Шрифт:
Интервал:
Закладка:
Когда Макс его привозит, они, конечно, все в сборе: Оттла, Элли, Валли, родители, прислуга и дядя. Прежде всего, пожалуй, со стороны отца он ощущает волны разочарования и горечи, какое он наказание для семьи, все, конечно, встревожены, но и раздосадованы, Берлин был только переводом времени и денег, а теперь вот можно полюбоваться, чем это кончилось. По счастью, рядом Макс, он всегда действовал на родителей успокаивающе, они и говорят сейчас практически только с ним, спрашивают, как доехали, останется ли он поужинать, от чего Макс учтиво и многословно отказывается. Ему пора, поздно уже, да и Франца надо срочно в постель уложить, — и только тут, словно очнувшись от спячки, они все, как по команде, кидаются за ним ухаживать, дядя несет багаж в его новую комнату, прислуга заранее извиняется за неудобства этой комнаты и только Оттла ласково гладит его по руке и спрашивает, как Дора.
Вот уж он не думал, что когда-нибудь снова вернется в Прагу.

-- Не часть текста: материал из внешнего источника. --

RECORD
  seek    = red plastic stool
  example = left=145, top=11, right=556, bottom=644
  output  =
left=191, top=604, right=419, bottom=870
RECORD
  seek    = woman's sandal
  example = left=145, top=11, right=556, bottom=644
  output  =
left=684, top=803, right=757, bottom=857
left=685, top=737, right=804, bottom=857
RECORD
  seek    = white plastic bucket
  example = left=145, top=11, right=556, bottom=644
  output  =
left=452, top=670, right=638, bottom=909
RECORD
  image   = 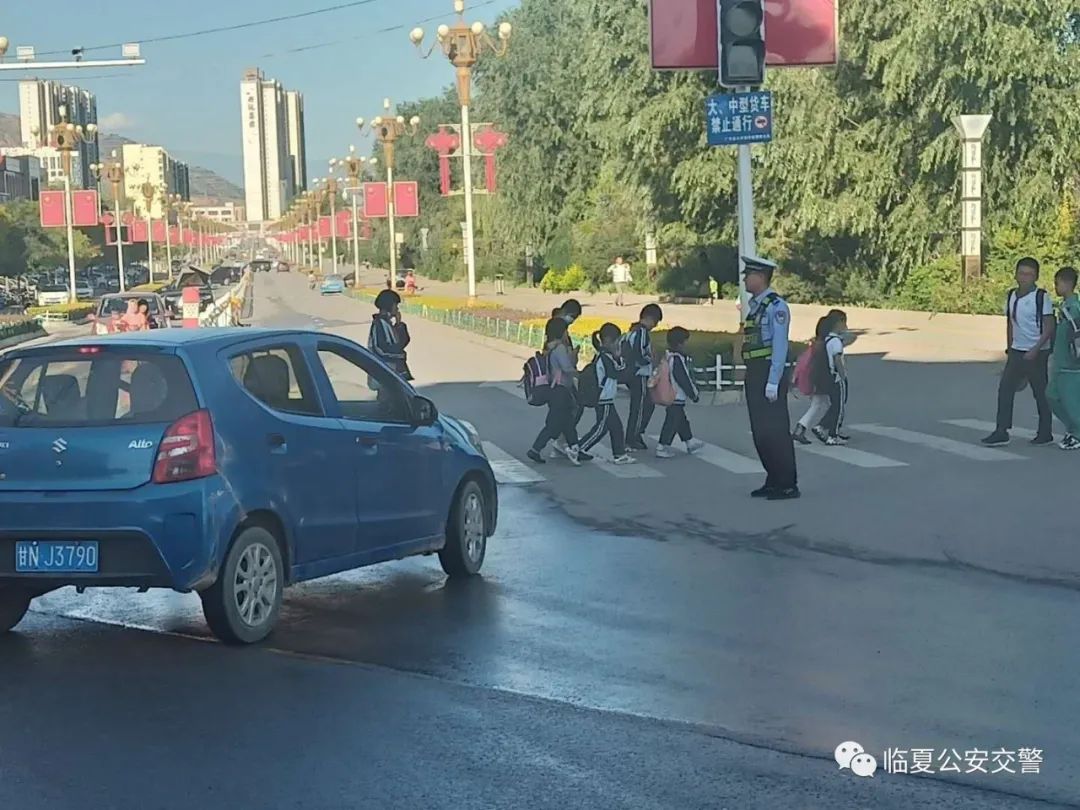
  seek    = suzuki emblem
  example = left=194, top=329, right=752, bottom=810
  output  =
left=52, top=438, right=68, bottom=454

Этого возвращения он всегда опасался, но в нынешних обстоятельствах ему, пожалуй, уже не до того. Он рад, конечно, что Дора его сейчас не видит, в этой жалкой, тесной каморке прислуги, где он примостился за крохотным столиком и ей пишет, в этой тишине, ибо вокруг все странно тихо, словно все домашние затаились и только и ждут, когда же он в Давос уедет.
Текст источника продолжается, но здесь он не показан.